Floods are considered the most damaging of natural hazards, and their frequency and damage is predicted to increase in the future. This research aims to develop an automated methodology using statistical and machine learning approaches that can perform a probabilistic monthly flood forecast. The methodology was tested to handle multiple variables as predictors. The significance of the spatial variability of the predictors was determined through model maps using 222 hydrological reference stations in Australia. Variable screening to forecast the upper 10th percentile of flow was based on the ten best scoring variables using Random Forests (RF), and flexible forecast models were developed using Generalized Additive Models (GAM).
Results showed that the methodology can be used to sort through many variables (i.e. past streamflow, rainfall, Southern Oscillation Index (SOI), El Niño/ Southern Oscillation Modoki Index (EMI), and Pacific Sea Surface Temperatures (SST)) as predictors.

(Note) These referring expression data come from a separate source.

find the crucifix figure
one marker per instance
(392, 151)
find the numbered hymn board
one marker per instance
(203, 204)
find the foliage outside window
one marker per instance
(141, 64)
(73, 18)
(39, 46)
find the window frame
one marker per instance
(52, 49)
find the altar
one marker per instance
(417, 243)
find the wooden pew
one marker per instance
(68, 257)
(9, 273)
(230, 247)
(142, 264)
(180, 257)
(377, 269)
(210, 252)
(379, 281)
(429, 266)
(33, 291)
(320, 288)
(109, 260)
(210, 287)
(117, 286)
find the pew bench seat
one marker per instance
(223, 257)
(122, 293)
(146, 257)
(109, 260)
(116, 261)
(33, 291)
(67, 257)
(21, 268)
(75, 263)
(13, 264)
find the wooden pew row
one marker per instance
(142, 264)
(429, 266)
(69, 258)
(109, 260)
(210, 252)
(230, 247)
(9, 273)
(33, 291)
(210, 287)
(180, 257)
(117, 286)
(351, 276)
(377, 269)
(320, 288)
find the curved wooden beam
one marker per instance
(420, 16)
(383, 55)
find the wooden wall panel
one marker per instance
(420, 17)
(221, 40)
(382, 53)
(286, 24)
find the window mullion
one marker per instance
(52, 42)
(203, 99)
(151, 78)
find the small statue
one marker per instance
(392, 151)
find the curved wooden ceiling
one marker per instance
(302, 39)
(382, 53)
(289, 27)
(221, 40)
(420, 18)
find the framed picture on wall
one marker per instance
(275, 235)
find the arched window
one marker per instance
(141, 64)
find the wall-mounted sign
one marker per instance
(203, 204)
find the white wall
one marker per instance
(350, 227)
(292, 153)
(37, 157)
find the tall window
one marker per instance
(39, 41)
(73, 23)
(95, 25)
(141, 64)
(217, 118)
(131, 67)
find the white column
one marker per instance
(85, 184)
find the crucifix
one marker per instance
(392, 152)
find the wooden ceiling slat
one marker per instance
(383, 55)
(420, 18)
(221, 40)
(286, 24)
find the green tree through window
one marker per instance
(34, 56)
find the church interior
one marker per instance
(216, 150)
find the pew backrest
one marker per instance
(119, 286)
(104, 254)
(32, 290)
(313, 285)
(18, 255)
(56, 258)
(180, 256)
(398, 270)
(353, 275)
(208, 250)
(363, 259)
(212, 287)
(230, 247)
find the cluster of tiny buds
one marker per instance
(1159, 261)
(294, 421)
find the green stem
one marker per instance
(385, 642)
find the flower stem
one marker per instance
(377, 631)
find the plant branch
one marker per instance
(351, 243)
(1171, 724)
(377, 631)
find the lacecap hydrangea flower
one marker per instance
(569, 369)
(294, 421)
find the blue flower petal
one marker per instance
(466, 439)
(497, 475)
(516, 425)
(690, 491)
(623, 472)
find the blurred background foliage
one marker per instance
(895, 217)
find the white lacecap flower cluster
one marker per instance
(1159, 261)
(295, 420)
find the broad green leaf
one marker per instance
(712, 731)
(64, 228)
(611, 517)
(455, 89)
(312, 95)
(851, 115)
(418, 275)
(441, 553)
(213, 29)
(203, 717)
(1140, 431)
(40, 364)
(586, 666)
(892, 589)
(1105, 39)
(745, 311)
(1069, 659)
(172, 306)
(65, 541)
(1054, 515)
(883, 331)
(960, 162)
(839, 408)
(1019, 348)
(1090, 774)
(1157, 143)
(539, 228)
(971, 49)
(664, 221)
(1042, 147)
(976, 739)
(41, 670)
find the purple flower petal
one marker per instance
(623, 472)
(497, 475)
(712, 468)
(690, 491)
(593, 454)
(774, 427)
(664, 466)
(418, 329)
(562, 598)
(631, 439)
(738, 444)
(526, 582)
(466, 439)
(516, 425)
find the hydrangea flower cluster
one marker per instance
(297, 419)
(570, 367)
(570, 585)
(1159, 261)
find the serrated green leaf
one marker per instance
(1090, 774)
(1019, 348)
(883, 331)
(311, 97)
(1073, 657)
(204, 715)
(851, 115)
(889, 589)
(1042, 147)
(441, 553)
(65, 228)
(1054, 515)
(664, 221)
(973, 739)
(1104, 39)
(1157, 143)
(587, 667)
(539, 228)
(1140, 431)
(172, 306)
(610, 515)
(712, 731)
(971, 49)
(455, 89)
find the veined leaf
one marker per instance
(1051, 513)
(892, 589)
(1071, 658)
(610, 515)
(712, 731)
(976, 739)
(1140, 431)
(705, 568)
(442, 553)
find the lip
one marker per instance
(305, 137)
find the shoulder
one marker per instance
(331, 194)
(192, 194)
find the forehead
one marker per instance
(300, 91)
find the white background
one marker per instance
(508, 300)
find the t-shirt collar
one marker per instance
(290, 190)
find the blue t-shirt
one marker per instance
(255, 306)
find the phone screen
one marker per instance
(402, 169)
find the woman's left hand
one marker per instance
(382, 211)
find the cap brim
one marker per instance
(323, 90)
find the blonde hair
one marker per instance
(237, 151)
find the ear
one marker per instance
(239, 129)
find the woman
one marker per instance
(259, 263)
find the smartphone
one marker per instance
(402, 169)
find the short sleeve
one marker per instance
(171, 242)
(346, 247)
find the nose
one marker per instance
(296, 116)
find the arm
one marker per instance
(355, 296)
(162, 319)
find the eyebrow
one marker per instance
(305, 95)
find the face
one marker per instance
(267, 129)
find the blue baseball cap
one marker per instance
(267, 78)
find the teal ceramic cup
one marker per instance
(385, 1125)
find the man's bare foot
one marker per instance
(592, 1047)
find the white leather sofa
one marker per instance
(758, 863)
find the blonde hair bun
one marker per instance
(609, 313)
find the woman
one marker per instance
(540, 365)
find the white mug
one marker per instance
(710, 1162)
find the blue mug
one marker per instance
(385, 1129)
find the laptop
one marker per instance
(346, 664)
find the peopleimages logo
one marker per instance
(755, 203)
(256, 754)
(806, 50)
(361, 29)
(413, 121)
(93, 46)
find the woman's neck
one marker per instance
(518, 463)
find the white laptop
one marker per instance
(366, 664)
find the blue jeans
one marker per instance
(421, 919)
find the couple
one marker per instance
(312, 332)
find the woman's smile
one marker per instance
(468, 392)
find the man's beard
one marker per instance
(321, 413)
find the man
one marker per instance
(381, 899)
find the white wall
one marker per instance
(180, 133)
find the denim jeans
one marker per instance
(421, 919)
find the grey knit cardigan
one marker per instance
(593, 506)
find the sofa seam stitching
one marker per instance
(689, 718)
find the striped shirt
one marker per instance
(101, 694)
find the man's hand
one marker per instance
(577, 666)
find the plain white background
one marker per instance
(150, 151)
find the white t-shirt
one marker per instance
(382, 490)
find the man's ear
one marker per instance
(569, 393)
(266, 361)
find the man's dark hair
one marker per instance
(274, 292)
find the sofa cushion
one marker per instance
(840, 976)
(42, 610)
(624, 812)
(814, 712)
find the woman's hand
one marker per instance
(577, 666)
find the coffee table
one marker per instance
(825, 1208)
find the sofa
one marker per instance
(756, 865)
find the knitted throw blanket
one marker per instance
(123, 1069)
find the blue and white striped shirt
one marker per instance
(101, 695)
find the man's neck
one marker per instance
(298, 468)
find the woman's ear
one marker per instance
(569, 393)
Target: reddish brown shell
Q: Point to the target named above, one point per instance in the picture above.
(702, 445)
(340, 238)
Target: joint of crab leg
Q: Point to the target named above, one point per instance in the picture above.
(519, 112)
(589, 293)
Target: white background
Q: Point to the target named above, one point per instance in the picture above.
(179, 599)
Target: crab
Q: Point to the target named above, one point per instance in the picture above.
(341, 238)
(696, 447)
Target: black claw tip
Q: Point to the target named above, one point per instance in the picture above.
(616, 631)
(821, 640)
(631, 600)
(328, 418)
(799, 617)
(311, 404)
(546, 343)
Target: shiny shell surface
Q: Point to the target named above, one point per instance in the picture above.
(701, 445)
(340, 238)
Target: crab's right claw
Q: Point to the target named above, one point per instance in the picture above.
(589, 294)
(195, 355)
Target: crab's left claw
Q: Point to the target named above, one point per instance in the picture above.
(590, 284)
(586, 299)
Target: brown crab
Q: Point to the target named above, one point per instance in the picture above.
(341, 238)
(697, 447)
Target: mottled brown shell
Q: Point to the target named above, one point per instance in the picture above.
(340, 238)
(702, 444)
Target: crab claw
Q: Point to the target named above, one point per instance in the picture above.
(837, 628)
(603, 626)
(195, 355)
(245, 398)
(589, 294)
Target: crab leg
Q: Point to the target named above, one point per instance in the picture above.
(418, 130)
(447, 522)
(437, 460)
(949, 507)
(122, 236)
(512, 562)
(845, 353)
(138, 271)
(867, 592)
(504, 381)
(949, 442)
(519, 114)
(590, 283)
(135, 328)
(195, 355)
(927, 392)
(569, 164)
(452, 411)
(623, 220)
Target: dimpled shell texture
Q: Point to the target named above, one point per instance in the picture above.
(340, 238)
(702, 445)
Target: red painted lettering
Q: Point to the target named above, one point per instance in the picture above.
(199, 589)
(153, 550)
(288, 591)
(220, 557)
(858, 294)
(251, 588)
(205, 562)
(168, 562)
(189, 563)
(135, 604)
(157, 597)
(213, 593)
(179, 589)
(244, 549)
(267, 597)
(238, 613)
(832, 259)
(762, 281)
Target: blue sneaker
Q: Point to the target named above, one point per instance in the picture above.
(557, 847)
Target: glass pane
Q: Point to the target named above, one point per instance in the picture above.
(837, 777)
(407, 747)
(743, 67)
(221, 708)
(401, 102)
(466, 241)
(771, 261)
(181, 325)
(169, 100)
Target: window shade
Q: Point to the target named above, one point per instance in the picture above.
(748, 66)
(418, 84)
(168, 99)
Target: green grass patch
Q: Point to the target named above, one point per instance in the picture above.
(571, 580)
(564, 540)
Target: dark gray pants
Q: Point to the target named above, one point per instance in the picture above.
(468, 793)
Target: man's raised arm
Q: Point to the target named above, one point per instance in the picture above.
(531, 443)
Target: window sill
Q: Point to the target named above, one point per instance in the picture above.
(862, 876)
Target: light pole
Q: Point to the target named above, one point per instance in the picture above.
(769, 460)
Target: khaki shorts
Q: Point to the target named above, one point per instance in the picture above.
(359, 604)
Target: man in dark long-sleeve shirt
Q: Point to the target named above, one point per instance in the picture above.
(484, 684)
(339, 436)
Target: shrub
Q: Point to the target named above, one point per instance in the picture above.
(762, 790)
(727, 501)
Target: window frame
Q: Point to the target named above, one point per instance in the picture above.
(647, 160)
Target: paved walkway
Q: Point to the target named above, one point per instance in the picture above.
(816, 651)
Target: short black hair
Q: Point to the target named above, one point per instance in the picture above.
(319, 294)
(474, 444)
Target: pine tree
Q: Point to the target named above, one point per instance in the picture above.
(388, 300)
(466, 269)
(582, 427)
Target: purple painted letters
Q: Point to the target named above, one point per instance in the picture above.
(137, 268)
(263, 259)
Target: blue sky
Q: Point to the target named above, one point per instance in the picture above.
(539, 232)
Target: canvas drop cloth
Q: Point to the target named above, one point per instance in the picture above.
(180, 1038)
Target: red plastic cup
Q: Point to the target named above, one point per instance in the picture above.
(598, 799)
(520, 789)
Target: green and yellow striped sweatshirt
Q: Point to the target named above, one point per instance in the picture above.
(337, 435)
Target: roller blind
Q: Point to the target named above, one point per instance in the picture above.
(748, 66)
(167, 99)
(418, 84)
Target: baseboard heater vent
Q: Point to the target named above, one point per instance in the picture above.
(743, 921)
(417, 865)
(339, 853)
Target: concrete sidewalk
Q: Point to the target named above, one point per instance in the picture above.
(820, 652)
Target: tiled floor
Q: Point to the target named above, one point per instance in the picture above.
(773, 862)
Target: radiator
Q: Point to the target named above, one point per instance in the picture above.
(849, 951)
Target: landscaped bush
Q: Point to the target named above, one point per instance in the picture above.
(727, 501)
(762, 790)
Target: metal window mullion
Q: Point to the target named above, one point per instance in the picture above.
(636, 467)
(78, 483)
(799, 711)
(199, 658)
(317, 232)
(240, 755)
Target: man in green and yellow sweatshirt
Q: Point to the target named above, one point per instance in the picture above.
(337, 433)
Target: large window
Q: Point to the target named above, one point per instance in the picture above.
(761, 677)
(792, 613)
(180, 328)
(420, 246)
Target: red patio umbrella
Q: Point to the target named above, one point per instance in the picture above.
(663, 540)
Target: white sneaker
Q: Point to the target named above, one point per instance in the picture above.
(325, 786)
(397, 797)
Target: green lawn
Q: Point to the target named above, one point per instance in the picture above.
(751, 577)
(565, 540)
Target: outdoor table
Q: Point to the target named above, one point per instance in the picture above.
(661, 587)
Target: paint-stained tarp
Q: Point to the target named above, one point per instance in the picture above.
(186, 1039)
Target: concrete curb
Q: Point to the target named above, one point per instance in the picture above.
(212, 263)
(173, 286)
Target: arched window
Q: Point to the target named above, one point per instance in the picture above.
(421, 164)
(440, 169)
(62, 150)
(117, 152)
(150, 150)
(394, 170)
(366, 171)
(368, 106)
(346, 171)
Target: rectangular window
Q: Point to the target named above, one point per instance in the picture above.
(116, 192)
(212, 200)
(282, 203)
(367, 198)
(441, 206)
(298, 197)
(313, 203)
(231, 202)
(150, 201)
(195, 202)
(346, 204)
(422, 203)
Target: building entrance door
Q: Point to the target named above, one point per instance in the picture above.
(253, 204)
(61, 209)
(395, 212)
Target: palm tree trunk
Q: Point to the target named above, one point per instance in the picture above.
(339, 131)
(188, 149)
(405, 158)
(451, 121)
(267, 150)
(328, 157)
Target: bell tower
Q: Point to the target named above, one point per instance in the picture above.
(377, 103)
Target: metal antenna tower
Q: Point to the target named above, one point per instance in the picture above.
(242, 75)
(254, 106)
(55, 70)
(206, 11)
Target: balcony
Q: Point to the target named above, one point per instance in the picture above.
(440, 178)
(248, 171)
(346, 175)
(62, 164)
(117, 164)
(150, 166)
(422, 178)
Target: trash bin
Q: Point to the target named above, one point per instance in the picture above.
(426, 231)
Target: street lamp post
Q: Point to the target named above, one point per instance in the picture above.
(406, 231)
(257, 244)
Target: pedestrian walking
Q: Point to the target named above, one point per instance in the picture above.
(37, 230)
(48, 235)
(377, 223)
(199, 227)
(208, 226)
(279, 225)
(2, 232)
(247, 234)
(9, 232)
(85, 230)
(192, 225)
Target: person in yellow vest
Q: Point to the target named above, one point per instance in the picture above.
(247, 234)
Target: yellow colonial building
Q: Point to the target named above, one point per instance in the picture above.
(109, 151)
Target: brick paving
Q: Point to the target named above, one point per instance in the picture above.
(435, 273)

It can be easily updated and it can vary spatially. The basic conceptual model assumed that Flow was a function of Antecedent conditions (=Lag rainfall), Flow memory (=Seasonality + autocorrelation), Climate effects (=SST indices) and random noise.
Lagged flow, lagged rainfall, and lagged NIÑO 1+2 were the most important predictors using a monthly one-out cross-validation (OOCV) process and a forward cross-validation process (FCV). The Gilbert Skill Score indicated that using transformed flow data performed better than using non-transformed flow data or binary data. Model performance was affected by unsupervised variable selection in the RF model; and the employed threshold (10%) which defines a flood event. Overall skill scores based on OOCV process were in the range of 0.2-0.5 indicating reasonable forecast skill.